“A velhice é feito atestado de morte ofertado por terceiros, sem data programada. Se morre pelo tempo que lhe consome os dias, pela dor de viver como se fosse invisível ou por assassinarem a essência (o que sobrou quando a estética despencou), com indiferença...”
Ao acordar, olho pela janela do apartamento como está o tempo. Faz parte do ritual que criei para ver o movimento da cidade. Moro praticamente a 300 metros do centro urbano e as avenidas são minha melhor paisagem. Os carros em movimento, as pessoas apressadas e o barulho. Exceção se dá na janela do quarto quando uma pequena rua de cidade interiorana vira um maravilhoso cenário.
Por ali, já vi passar casais de namorados em pleno êxtase do amor prematuro, crianças correndo como se estivessem em perigo, estudantes “cabulando” aulas e dividindo lanches e “doninhas” e “doninhos” caminhando.
Os passos deles são atraentes do ponto de vista da contemporaneidade: estamos tão acelerados, apressados, que a calmaria nos consome, nos oprime, de certo modo nos intriga. Por que tanta calma?
Um olhar meio de lado torna o encontro entre um casal, um convite. Eles se cuidam nos detalhes. Um estende a mão enquanto o outro faz suporte/bengala. E vice-versa. Também se zangam, e logo depois, fazem caras e bocas, terminando com sinais de negação demonstrados pela violência da torção do pescoço.
Aquela cena corriqueira poderia representar apenas a evolução natural do ser humano e as consequências da maturidade em relação à deterioração do tempo, que não dá férias pra ninguém, nem mesmo para ricos e milionários do século XXI. Não existe elixir da juventude e nem poção mágica para deter o movimento de atração da morte.
O Instituto Brasileiro de Geografia e Estatística trouxe um dado surpreendente no fim de 2019, entre os anos de 2012 e 2018 a população acima de 65 anos cresceu 26%. Esta média abriu precedentes para uma série de discussões e, inclusive, foi um dos gatilhos que sustentou mudanças na previdência, afinal, seria improvável que a população contribuinte conseguisse manter a grande maioria aposentada, ao menos em tese, o déficit seria evidente.

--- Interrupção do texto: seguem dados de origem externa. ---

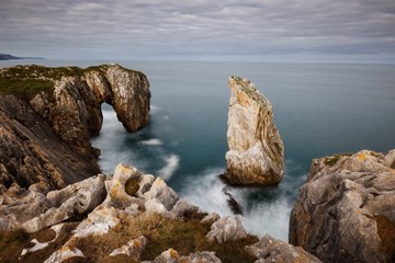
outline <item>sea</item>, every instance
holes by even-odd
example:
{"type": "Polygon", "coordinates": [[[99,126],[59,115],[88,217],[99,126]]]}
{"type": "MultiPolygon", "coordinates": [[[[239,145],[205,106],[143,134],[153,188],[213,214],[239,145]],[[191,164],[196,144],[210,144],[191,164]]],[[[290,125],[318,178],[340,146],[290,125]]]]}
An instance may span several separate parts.
{"type": "Polygon", "coordinates": [[[289,217],[314,158],[395,148],[395,65],[9,60],[20,64],[88,67],[104,62],[144,72],[151,90],[150,123],[129,134],[113,108],[102,105],[104,123],[94,147],[111,174],[120,162],[161,176],[202,210],[233,215],[224,183],[229,76],[256,83],[273,105],[285,148],[285,175],[278,186],[230,187],[253,235],[287,241],[289,217]]]}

Fato é que, na velhice está, raras exceções, a somatória mais expressiva de gastos de um ser humano: o investimento na saúde e qualidade de vida! Mas virão os garantidores da promessa social afirmar que existe o Sistema Único de Saúde, bem como, a distribuição de medicamentos gratuitos por programas do governo federal que são a garantia. Sim, mas o preço pago pela ausência de agilidade e eficiência no processo de atendimento, pode lhe custar a morte!
Neste período de pandemia muito se fala no grupo de risco que praticamente vem sendo apagado pela Covid 19 como se fossem estes, apenas números e, não tivessem em sua coluna cervical, o peso da construção da sociedade que se estabelece na atualidade: a democracia e a liberdade não vieram como a abolição da escravatura no Brasil numa conduzida operação para assinatura, custou luta, renúncia, vidas.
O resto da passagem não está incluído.